[v3,1/2] ref-filter: add multiple-option parsing functions

Message ID	20230719162424.70781-2-five231003@gmail.com (mailing list archive)
State	Superseded
Headers	show Return-Path: <git-owner@vger.kernel.org> From: Kousik Sanagavarapu <five231003@gmail.com> To: git@vger.kernel.org Cc: Junio C Hamano <gitster@pobox.com>, Christian Couder <christian.couder@gmail.com>, Hariom Verma <hariom18599@gmail.com>, Kousik Sanagavarapu <five231003@gmail.com> Subject: [PATCH v3 1/2] ref-filter: add multiple-option parsing functions Date: Wed, 19 Jul 2023 21:45:05 +0530 Message-ID: <20230719162424.70781-2-five231003@gmail.com> In-Reply-To: <20230719162424.70781-1-five231003@gmail.com> References: <20230714194249.66862-1-five231003@gmail.com> <20230719162424.70781-1-five231003@gmail.com> MIME-Version: 1.0 Content-Transfer-Encoding: 8bit Precedence: bulk
Series	Add new "describe" atom \| expand [v3,0/2] Add new "describe" atom [v3,1/2] ref-filter: add multiple-option parsing functions [v3,2/2] ref-filter: add new "describe" atom

Kousik Sanagavarapu July 19, 2023, 4:15 p.m.
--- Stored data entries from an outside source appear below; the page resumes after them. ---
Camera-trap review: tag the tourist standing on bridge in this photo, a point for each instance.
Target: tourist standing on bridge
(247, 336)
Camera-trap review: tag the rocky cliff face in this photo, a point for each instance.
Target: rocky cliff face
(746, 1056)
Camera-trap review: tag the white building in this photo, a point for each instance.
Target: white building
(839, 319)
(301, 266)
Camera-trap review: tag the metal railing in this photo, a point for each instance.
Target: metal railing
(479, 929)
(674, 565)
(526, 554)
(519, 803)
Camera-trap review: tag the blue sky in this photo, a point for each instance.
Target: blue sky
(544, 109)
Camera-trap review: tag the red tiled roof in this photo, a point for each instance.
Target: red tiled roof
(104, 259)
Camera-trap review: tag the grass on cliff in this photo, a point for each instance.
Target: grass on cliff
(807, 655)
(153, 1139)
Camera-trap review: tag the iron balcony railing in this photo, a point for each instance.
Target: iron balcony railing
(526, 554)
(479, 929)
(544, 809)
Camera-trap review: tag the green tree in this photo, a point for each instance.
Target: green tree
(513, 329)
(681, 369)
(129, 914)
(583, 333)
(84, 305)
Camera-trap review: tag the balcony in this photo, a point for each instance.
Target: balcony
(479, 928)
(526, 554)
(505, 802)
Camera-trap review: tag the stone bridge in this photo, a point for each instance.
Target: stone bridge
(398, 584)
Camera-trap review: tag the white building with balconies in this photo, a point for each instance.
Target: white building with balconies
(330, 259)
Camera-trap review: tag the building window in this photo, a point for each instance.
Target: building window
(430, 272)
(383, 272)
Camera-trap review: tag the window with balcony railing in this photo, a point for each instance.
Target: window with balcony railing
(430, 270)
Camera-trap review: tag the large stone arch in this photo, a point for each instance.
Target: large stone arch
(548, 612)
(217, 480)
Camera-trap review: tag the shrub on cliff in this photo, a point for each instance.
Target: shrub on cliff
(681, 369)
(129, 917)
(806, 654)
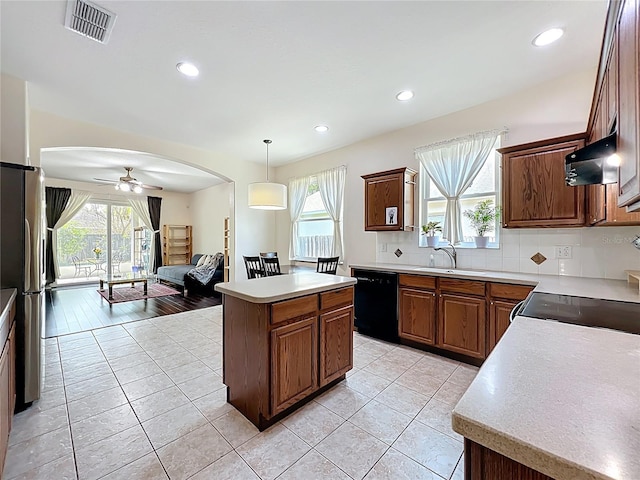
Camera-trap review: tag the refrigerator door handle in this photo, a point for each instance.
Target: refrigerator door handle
(27, 255)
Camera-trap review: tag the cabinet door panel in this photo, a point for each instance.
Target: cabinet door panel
(294, 363)
(461, 324)
(417, 320)
(381, 193)
(534, 189)
(336, 344)
(500, 311)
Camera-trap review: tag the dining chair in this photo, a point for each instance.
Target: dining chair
(271, 266)
(327, 265)
(254, 267)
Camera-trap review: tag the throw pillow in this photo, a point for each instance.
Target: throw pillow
(203, 260)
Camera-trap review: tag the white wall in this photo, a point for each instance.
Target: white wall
(176, 208)
(49, 130)
(209, 207)
(555, 108)
(14, 120)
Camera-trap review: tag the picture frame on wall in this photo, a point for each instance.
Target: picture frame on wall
(391, 215)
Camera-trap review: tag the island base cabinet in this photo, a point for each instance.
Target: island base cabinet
(294, 360)
(461, 324)
(336, 344)
(481, 463)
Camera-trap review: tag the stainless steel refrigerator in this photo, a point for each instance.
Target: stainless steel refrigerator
(22, 266)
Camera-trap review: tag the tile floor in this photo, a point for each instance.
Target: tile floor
(145, 400)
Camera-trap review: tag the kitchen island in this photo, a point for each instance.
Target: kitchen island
(287, 339)
(554, 401)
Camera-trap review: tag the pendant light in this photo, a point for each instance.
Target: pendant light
(267, 195)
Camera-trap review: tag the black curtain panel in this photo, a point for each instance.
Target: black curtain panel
(57, 200)
(154, 212)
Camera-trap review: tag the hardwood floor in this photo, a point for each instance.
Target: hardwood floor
(72, 310)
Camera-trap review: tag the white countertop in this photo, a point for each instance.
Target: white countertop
(562, 399)
(606, 289)
(283, 287)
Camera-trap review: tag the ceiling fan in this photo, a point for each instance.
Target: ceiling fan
(128, 183)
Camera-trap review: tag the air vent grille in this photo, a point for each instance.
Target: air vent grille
(89, 20)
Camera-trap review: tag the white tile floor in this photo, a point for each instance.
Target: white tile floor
(145, 400)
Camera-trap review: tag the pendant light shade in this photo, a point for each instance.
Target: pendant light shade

UTC

The functions

	match_placeholder_arg_value()
	match_placeholder_bool_arg()

were added in pretty 4f732e0fd7 (pretty: allow %(trailers) options
with explicit value, 2019-01-29) to parse multiple options in an
argument to --pretty. For example,

	git log --pretty="%(trailers:key=Signed-Off-By,separator=%x2C )"

will output all the trailers matching the key and seperates them by
a comma followed by a space per commit.

Add similar functions,

	match_atom_arg_value()
	match_atom_bool_arg()

in ref-filter.

There is no atom yet that can use these functions in ref-filter, but we
are going to add a new %(describe) atom in a subsequent commit where we
parse options like tags=<bool-value> or match=<pattern> given to it.
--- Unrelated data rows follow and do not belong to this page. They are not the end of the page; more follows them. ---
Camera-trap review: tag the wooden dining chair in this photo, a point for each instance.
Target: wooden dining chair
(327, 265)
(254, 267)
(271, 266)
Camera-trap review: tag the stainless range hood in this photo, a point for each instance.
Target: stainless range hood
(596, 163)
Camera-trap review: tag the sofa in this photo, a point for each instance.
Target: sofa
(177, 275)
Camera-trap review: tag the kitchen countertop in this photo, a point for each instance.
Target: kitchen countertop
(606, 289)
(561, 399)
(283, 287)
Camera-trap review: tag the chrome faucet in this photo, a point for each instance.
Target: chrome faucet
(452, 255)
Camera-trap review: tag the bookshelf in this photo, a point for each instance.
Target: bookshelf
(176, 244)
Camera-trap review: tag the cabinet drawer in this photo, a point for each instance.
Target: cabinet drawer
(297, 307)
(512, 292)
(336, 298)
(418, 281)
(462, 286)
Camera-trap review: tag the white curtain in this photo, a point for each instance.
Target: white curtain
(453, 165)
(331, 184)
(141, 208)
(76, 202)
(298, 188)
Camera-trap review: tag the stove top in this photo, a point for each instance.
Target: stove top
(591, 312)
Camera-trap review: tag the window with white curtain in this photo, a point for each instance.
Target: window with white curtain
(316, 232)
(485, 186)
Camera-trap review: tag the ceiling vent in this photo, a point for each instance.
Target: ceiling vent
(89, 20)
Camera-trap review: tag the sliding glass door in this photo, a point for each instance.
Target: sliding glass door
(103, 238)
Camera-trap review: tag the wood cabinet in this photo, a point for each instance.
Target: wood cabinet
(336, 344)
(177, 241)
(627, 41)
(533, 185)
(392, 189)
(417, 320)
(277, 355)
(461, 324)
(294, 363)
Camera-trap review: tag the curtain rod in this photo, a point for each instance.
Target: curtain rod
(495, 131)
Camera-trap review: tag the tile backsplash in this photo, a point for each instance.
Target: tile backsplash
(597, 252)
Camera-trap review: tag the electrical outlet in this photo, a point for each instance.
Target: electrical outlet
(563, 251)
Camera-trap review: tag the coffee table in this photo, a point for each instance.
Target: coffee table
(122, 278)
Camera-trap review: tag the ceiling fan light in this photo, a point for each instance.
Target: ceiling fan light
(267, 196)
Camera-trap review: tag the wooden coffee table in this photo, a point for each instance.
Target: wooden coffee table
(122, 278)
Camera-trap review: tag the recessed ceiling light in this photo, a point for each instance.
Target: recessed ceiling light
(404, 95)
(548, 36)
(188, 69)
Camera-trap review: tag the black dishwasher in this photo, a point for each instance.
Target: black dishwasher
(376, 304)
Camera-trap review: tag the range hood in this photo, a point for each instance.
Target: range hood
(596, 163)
Mentored-by: Christian Couder <christian.couder@gmail.com>
Mentored-by: Hariom Verma <hariom18599@gmail.com>
Signed-off-by: Kousik Sanagavarapu <five231003@gmail.com>
---
 ref-filter.c | 59 ++++++++++++++++++++++++++++++++++++++++++++++++++++
 1 file changed, 59 insertions(+)

Junio C Hamano July 19, 2023, 11:23 p.m. UTC | #1

Kousik Sanagavarapu <five231003@gmail.com> writes:

>  ref-filter.c | 59 ++++++++++++++++++++++++++++++++++++++++++++++++++++
>  1 file changed, 59 insertions(+)

New helper functions that do not have any caller and no
documentation to explain how they are supposed to be called
(i.e. the expectation on the callers---what values they need to feed
as parameters when they call these helpers, and the expectation by
the callers---what they expect to get out of the helpers once they
return) makes it impossible to evaluate if they are any good [*].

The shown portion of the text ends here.